De Beers announced with great fanfare
in July that it was abandoning its policy of buying diamonds
in African conflict zones, occasioning both applause and
predictions of De Beers' demise. But the diamond cartel,
while modifying its tactics, has not changed its basic strategy.
Almost since its inception at the end of the 19th century,
the diamond cartel has had a singular strategy: stifling,
by any means necessary, the flow of gem diamonds from sources
not under its ownership or control.
The problem with diamonds isn't their
scarcity, but their abundance. They are found not only in
geological formations like volcanic pipes that can be fenced
off and mined, but also in vast alluvial areas like river
beds or beaches, places that can't be restricted. When Europe
ruled Africa, the cartel had little problem making arrangements
with colonial administrators to police or close down freelance
diamond gathering. After African colonies got their independence,
the cartel came to terms with dictators like Mobutu Sese
Seko, whose police kept out -- and occasionally massacred
-- suspected smugglers. Where governments were less cooperative
or capable, the cartel commissioned mercenaries to suppress,
often by maiming or killing, prospective diamond hunters.
At one point in the 1960s, the cartel gave bounties to remnants
of the Katanga gendarmerie to hunt down "smugglers" in Angola.
It also paid a Lebanese mercenary named Fred Kamil in Sierra
Leone to arrange ambushes that would persuade Mandago tribesman
to quit the diamond trade. Since these measures didn't fully
eliminate the "leakage" to diamond-cutting centers in Belgium,
Israel and India, it also acted as a buyer of last resort
to keep prices from falling.
But that is history. The cartel now
has found an ingenious new mechanism for achieving its ends:
the United Nations. After spending months laying the conceptual
groundwork in the media, as well as working through the
Clinton administration and human-rights communities, it
has convinced the U.N. Security Council to impose a global
ban on "undocumented" gem diamonds from "conflict zones."
Undocumented diamonds are, of course, just those diamonds
picked out of river beds that De Beers wants eliminated.
The "conflict zones," Angola and Sierra Leone, are the alluvial
areas in which De Beers previously depended on paid guns.
Instead of using colonial administrations,
dictators or mercenary gangs to stop Africans from gathering
and selling stones, the U.N. will use its resources (backed,
no doubt, by the cartel's own contingent of lawyers and
detectives) to accomplish that task. The cartel managed
this favorable outcome by playing on the guilt of the West.
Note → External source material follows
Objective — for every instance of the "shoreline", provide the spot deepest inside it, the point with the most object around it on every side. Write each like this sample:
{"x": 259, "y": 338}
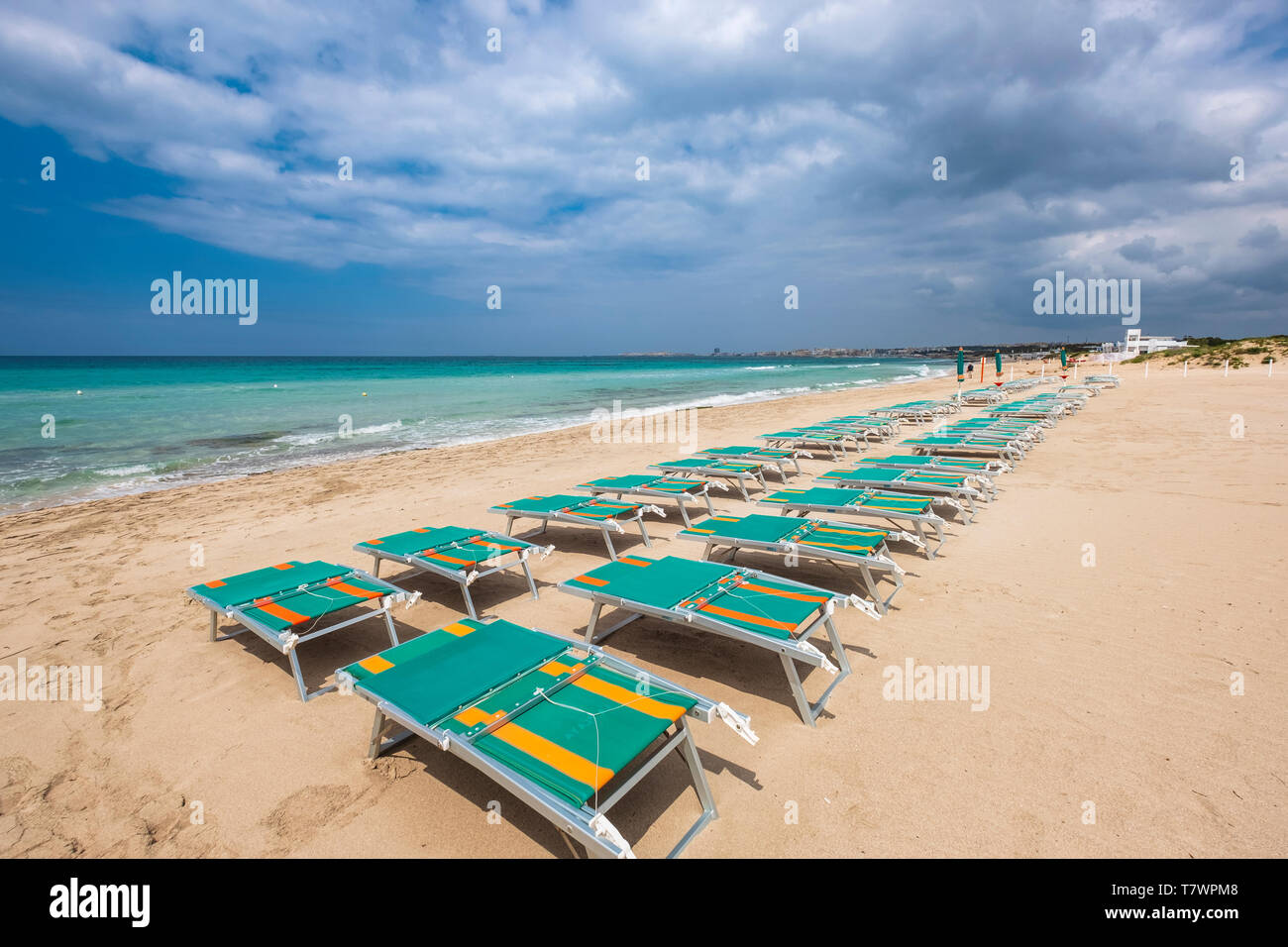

The idea that "blood diamonds" were responsible for ferocious
civil wars in Africa was too much for altruists and activists
in developed nations. Mr. Clinton, meanwhile, saw diamonds
as an opportunity to enhance his own standing among these
groups. On July 21, he called for "an international conference
to consider practical approaches to breaking the link between
the illicit trade in diamonds and armed conflict . . ."
Mr. Clinton's press release made no secret of the liaison
with the diamond cartel, noting that at a May conference
in South Africa, the U.S., Britain and Belgium, among others,
had agreed with De Beers upon the importance of establishing
a global certification scheme for diamonds. Like all persuasive
ideas, the concept of blood diamonds is not without a basis
in reality. Diamonds, like any resource, can be converted
to money. Money can be used to buy arms and ammunition.
What the concept neglects, however, is that governments
are the principal means by which warriors get funded and
armed. Countries such as the Sudan, Ethiopia, Somalia, Rwanda,
Burundi and Liberia have managed to sustain ferocious civil
wars for years without having or selling diamonds. Even
countries rich in diamonds have found alternative ways to
finance their warfare: In Angola, Unita rebels were armed
by the Central Intelligence Agency, South Africa's intelligence
service and Zaire. In the Congo, at least seven African
governments are presently intervening in the civil war with
arms and troops. A regime backed by the U.N. and U.S. that
inhibits the sale of uncertified diamonds, diamonds that
in practice come from fields the cartel doesn't control,
probably won't stop civil wars, then. It will, however,
make it far less costly for De Beers to control the diamond
market. Another brilliant coup for the cartel.